Research Announcements

Microbiome Research Seminar

Inflammation and dysbiosis in periodontitis: Mechanisms and therapeutic intervention
George Hajishengallis, DDS, PhD, Thomas W. Evans Centennial Professor, University of Pennsylvania, Penn Dental Medicine – Microbiology, Philadelphia, PA

Wednesday, March 8, 2017; 12:00 noon

Dixon Lecture Hall, UNMC, College of Dentistry
40th & Holdrege (UNL East Campus)
Lincoln, NE

Presentation will be livestreamed to CON 2017 on the UNMC campus in Omaha

Hosted by: Dr. Tom Petro

Recent human microbiome analyses and animal model-based mechanistic studies collectively suggest that the pathogenesis of periodontitis is not mediated by a select few bacteria (traditionally known as ‘periopathogens’) but rather involves polymicrobial synergy and dysbiosis. The dysbiosis of the periodontal microbiota represents an alteration in the relative abundance or influence of individual members of the polymicrobial community (relative to their abundance or influence in health) leading to dysregulated host-microbial interactions that mediate destructive inflammation and bone loss. Functional specialization of community participants has given rise to several newly appreciated designations within the commensal-to-pathogen spectrum (e.g., accessory pathogens, keystone pathogens, and pathobionts).
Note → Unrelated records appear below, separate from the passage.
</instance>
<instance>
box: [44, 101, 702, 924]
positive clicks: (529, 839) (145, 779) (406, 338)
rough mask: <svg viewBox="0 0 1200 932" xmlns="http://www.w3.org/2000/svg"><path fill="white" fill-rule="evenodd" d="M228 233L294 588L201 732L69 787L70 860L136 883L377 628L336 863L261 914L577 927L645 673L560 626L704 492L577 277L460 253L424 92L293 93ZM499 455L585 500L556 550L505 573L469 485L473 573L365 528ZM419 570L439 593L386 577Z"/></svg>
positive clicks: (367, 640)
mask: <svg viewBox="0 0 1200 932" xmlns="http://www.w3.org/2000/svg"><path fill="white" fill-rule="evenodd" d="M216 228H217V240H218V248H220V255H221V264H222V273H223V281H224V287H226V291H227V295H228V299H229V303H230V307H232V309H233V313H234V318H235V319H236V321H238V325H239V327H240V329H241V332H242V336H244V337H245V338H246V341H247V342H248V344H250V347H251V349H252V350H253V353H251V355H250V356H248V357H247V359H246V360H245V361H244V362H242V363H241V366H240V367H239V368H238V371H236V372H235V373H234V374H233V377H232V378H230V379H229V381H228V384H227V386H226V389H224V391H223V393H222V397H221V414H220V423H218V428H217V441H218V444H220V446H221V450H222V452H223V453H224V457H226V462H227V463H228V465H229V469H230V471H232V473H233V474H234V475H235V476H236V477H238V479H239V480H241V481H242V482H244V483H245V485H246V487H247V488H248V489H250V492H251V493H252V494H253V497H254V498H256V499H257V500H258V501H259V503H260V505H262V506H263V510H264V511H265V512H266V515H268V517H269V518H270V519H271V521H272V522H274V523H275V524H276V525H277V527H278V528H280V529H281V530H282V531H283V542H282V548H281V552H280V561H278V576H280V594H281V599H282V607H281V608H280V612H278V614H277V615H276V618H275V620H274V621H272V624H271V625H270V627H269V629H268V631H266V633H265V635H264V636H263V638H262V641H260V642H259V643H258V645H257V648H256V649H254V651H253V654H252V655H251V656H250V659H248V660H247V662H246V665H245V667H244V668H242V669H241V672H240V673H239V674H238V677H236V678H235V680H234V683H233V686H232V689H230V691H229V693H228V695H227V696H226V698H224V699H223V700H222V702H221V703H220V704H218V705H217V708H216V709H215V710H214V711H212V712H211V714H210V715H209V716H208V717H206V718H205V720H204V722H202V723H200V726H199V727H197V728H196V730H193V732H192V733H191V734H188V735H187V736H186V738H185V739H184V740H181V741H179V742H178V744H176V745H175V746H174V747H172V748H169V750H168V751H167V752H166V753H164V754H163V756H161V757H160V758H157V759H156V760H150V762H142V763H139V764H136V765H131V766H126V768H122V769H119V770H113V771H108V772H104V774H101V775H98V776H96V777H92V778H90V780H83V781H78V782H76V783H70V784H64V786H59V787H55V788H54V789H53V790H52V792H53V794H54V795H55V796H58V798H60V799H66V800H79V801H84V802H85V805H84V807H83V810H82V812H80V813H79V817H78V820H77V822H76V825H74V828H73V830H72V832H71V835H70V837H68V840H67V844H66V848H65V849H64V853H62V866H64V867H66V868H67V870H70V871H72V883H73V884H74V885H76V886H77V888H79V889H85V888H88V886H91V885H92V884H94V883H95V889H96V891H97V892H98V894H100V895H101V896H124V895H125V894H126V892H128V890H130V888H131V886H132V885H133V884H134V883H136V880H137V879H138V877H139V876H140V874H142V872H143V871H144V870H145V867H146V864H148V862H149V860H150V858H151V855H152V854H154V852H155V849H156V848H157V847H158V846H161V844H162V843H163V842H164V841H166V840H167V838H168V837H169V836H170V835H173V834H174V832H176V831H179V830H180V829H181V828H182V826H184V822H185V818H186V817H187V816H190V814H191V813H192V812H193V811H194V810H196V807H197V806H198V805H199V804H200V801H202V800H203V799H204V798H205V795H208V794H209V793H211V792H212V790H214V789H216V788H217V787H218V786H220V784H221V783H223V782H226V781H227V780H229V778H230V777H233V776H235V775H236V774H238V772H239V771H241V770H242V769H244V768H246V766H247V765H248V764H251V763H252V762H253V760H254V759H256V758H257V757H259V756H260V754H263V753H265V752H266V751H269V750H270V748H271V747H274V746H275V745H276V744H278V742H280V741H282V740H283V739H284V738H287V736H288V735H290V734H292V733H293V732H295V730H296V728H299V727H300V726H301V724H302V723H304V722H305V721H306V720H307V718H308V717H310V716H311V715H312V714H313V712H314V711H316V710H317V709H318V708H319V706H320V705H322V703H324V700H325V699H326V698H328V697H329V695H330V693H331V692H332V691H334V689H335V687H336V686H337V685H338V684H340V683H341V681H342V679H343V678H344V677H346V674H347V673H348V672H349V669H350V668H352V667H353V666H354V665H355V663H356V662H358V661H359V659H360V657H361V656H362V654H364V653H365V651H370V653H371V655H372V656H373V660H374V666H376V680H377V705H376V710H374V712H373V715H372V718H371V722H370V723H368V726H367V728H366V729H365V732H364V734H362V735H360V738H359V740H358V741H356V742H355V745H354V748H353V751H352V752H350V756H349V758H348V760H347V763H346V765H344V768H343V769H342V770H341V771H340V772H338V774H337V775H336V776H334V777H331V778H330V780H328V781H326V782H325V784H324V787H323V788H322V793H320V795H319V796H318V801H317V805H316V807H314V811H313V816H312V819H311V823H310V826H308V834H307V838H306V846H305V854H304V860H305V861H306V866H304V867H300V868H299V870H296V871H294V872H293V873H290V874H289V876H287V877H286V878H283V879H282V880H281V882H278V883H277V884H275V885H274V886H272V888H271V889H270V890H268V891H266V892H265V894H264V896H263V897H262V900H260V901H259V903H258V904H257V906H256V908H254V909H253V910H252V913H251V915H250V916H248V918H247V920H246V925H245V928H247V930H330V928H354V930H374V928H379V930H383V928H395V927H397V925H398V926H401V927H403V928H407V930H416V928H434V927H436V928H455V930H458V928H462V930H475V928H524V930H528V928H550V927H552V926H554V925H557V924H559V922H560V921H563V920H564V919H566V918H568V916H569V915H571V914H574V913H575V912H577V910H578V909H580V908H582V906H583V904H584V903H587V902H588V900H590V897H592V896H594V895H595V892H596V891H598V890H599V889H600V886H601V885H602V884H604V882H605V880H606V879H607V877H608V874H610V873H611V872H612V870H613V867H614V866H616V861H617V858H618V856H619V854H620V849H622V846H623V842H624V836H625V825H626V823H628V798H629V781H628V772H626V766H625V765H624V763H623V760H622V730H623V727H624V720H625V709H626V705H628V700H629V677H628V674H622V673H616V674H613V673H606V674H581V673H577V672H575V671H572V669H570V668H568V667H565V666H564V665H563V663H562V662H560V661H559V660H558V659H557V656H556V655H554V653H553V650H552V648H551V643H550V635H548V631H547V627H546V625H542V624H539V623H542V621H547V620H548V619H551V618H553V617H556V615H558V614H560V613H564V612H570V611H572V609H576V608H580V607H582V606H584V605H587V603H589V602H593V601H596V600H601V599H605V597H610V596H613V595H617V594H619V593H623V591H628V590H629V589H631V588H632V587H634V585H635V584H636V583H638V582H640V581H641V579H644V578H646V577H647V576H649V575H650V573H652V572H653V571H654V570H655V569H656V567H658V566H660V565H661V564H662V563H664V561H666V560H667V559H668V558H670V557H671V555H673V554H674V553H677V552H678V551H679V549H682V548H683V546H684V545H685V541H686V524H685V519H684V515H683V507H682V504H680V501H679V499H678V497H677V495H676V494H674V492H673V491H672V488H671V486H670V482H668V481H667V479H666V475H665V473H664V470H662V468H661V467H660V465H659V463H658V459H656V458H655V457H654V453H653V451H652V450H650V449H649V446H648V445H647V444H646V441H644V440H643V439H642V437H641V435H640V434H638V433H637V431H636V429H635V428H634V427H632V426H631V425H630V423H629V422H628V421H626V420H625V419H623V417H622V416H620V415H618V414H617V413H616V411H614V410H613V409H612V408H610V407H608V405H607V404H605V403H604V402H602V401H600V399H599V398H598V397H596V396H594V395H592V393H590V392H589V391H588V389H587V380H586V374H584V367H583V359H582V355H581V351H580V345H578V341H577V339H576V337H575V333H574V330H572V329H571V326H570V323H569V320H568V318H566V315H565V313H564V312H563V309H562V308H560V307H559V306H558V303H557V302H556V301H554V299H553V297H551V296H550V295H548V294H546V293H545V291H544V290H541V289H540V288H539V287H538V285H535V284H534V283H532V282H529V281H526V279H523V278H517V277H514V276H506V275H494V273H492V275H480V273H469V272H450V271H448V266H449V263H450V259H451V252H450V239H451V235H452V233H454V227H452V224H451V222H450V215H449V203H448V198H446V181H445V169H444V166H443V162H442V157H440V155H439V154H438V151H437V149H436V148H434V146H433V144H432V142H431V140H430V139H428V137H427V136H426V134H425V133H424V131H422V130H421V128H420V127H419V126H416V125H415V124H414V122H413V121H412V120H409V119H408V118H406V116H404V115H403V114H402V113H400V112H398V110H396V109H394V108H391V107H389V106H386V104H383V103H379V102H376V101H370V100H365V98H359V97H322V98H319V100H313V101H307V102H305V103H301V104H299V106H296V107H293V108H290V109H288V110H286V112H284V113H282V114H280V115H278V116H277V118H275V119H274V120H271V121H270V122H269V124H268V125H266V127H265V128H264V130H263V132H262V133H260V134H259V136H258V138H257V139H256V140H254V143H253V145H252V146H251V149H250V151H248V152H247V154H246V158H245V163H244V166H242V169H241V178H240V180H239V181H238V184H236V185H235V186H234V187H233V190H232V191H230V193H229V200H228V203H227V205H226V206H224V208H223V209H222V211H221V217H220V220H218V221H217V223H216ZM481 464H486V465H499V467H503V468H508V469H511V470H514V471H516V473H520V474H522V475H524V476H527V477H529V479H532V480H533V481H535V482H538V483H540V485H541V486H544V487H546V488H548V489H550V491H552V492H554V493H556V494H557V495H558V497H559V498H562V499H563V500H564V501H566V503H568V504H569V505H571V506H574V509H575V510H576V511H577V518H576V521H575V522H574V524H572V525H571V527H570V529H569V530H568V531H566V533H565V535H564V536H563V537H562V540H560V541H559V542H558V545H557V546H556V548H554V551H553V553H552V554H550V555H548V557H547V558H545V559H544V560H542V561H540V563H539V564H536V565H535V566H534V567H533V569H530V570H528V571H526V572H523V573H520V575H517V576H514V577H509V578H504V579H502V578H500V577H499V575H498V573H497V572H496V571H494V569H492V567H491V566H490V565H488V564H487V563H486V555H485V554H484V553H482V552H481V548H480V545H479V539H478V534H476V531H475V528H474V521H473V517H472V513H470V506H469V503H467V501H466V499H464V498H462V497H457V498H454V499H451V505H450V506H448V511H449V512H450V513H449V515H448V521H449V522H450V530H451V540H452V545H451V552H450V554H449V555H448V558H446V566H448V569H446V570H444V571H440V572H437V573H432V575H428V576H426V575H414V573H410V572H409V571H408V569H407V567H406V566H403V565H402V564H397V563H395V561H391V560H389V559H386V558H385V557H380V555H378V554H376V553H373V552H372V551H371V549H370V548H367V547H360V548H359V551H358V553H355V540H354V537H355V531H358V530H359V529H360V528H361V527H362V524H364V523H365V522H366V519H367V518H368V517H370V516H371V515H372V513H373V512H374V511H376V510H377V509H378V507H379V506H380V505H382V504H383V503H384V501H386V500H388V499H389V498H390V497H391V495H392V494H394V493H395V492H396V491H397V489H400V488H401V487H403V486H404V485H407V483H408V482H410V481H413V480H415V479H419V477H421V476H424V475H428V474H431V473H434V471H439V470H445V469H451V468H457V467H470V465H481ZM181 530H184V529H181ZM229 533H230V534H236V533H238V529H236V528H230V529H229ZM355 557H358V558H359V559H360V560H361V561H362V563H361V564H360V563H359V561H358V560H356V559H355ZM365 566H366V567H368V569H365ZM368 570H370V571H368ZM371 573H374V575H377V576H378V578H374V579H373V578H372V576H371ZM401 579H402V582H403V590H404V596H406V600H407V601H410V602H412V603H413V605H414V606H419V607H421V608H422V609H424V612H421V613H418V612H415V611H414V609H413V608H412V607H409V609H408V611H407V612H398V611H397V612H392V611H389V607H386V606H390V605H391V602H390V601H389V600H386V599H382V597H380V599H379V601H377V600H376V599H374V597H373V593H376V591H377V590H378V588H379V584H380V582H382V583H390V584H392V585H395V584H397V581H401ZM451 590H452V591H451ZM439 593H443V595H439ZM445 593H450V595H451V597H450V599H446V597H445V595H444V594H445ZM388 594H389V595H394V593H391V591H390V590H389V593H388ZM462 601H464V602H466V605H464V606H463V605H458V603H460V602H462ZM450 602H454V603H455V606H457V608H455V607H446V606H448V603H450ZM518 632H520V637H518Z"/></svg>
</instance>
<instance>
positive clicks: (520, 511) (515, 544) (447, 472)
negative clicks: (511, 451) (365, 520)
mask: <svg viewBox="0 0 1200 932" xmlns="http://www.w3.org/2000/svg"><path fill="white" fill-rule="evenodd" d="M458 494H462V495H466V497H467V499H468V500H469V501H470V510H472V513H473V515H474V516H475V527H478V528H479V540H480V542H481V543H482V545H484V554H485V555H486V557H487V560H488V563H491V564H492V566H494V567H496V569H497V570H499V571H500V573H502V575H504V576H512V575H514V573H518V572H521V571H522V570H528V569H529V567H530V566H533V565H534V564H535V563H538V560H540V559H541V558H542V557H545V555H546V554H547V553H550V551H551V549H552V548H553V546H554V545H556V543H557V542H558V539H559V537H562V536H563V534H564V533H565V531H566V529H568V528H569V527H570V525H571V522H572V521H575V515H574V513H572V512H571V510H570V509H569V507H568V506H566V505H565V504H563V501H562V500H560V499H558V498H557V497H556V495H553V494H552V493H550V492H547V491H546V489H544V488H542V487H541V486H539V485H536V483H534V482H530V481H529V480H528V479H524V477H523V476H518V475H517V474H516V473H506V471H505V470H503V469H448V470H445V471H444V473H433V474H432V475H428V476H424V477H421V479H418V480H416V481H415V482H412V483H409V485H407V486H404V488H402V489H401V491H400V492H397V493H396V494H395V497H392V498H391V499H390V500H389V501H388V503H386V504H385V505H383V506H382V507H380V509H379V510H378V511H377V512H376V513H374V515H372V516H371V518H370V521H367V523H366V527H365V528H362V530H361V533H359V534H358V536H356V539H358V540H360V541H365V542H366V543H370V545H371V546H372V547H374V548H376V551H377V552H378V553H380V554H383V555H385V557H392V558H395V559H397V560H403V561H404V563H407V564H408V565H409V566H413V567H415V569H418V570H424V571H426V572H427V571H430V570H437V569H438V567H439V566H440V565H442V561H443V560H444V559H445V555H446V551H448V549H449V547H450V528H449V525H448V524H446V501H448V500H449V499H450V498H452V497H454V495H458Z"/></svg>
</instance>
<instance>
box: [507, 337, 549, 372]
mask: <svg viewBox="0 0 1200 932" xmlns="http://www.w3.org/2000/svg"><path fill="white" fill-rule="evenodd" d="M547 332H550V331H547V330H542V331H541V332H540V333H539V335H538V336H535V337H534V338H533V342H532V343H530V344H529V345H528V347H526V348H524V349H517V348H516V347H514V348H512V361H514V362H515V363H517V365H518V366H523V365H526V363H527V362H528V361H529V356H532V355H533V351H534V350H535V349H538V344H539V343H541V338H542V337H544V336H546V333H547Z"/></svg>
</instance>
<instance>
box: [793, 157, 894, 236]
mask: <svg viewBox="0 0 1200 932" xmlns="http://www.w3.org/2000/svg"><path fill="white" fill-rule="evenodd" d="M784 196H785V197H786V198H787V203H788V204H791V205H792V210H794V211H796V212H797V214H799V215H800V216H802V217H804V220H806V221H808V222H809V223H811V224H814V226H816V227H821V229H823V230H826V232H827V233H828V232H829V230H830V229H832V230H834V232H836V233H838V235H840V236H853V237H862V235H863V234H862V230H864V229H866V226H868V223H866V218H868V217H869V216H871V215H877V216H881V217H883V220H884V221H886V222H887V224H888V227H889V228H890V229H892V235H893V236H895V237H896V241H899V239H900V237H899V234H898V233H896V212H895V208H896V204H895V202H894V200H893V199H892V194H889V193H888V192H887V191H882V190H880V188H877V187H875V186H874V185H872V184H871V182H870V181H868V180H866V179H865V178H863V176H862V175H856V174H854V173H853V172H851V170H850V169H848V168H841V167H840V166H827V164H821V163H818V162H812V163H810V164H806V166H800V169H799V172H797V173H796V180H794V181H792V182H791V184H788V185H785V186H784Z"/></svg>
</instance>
Although necessary, the bacteria are not sufficient to cause periodontitis, as it is the host inflammatory response to this polymicrobial challenge that predominantly inflicts damage to the periodontium. It is now well appreciated that the control of periodontal inflammation can indirectly exert antimicrobial effects. This is because periodontitis-associated bacteria thrive in an inflammatory environment. Indeed, the release into the gingival crevicular fluid of inflammatory breakdown products of connective tissue favors the outgrowth of certain species (e.g., proteolytic and asaccharolytic) that can benefit from these microenvironmental alterations.  Briefly stated, an initial inflammatory response (e.g., due to incipient dysbsiosis associated with poor oral hygiene) may select for those bacteria that can give rise to full-blown dysbiosis, thereby exacerbating inflammation and ultimately causing clinically evident periodontitis in susceptible individuals. Therefore, the control of inflammation should not only inhibit tissue damage but also suppress a nutritionally favorable environment that fuels dysbiosis.

All interested faculty, staff and students are invited to attend this presentation. The seminar will be recorded and available for those who cannot attend.